What's an efficient way to generate N unique vectors of length M (each element a random variable drawn from its own arbitrary distribution pmfm) so that each vector satisfies two rules:

  1. Elements are unique
  2. Elements are integers bounded in the interval (0,M]

For context- I'm performing a Monte Carlo simulation relying on M competitors' rankings after a contest as input, but want to consider only realistic outcomes by modeling the likelihood of each one's placement based on a measure of their skill.

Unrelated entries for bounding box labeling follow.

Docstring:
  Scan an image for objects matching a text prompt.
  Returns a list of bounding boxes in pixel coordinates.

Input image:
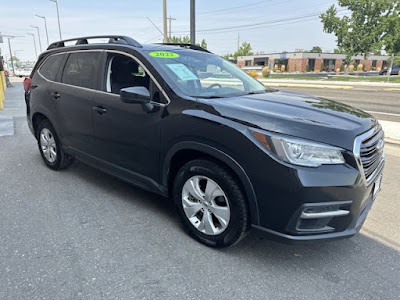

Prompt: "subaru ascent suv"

[24,36,385,247]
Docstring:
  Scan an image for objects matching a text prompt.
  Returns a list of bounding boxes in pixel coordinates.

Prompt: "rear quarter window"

[61,52,101,89]
[39,54,64,81]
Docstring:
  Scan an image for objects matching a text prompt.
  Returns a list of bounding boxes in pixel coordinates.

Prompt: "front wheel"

[173,160,250,248]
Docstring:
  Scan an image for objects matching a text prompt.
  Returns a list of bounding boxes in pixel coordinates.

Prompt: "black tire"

[173,159,250,248]
[36,120,74,170]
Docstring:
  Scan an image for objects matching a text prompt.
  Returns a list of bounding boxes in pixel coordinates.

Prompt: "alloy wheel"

[182,176,231,235]
[40,128,57,163]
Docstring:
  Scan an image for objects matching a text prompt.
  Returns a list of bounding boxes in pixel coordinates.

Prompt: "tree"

[310,46,322,53]
[387,53,400,66]
[320,0,400,62]
[168,35,207,49]
[233,42,253,59]
[333,48,346,54]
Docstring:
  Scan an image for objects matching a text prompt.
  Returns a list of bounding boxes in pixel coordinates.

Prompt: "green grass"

[267,75,400,83]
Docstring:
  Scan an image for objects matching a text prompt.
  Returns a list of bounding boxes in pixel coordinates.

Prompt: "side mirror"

[119,86,150,104]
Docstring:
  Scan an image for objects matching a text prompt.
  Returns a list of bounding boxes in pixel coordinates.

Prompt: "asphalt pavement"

[266,81,400,122]
[0,81,400,300]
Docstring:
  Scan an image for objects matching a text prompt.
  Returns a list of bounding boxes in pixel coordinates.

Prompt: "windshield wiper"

[190,95,225,99]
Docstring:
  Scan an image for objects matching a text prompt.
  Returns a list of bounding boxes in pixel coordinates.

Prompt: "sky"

[0,0,337,61]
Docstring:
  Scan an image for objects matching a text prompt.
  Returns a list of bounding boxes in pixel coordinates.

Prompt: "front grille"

[354,127,384,184]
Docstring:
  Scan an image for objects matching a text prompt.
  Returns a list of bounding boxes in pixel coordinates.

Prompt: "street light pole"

[50,0,62,40]
[167,15,176,42]
[2,34,23,76]
[31,25,43,53]
[28,32,37,58]
[190,0,196,45]
[163,0,168,43]
[7,36,15,76]
[35,15,50,46]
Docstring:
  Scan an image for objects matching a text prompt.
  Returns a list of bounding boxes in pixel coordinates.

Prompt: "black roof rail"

[158,43,211,53]
[47,35,143,50]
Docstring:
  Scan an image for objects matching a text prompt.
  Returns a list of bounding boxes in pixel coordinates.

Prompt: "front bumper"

[252,150,385,243]
[252,190,375,243]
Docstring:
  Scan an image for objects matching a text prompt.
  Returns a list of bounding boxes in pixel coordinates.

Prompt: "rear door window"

[39,54,64,81]
[61,52,101,89]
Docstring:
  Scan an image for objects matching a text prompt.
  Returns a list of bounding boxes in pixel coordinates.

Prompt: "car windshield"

[147,49,266,99]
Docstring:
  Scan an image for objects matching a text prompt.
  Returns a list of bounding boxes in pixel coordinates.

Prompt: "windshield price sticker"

[149,51,179,58]
[167,64,199,81]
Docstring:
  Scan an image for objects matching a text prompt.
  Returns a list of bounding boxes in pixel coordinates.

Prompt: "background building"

[237,52,389,72]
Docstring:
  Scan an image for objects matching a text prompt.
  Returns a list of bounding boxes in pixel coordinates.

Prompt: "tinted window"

[106,54,150,94]
[40,54,64,81]
[61,52,101,89]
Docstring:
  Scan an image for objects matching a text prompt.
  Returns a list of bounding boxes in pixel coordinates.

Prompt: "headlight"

[250,129,345,167]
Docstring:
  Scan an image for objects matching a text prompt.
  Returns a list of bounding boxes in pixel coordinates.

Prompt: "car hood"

[199,91,377,150]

Edit: In this context, I suppose the RVs that compose each vector are not really independent, giving rise to the constraints. In that case, maybe I need to perform Gibbs sampling from an M-dimensional joint pmf. I would need to somehow define such a joint pmf to account for constraints. However, this introduces memory issues since M can be as large as 37.

Danny
  • 181
  • 1
  • 14
  • Does this answer your question? [Weighted random sample without replacement in python](https://stackoverflow.com/questions/43549515/weighted-random-sample-without-replacement-in-python) – Peter O. Feb 29 '20 at 04:41
  • See also: https://stackoverflow.com/questions/15113650/faster-weighted-sampling-without-replacement – Peter O. Feb 29 '20 at 04:42
  • Thanks Peter. It seems that approach might work if all the elements of each vector were drawn from the same weighted population. But in this case the position of the element in the vector should key the weighting of the population to sample from. I guess if there were a way to make the p argument of np.random.choice accept a generator which returns a different array for each sample that might work. – Danny Feb 29 '20 at 18:59
  • As I understand the question, each weight of each competitor follows a nonuniform distribution (e.g., Glicko2); is that correct? In that case, draw the weights for each competitor, then draw competitors without replacement according to those weights. – Peter O. Feb 29 '20 at 19:57
  • Let's say competitors 1,2,3 have skill 1800, 1500, 1200 respectively. Then for example, vector [3 1 2] would represent the lowest-skilled (1200) competitor having placed first, the best competitor (1800) placing second, and the middle competitor (1500) placing last. – Danny Feb 29 '20 at 20:09
  • Also I say arbitrary pmf because I'd like ability to factor in the _gaps_ between the skills, but a reasonable first assumption is that competitor's placement is normally distributed with a mean equal to where their skill ranks. I think you're suggesting that I could use static weights, with the skill measure used to weight each player. Then sampling without replacement should favor the highest skilled competitor being sampled sooner than the second, etc. – Danny Feb 29 '20 at 20:25

0 Answers0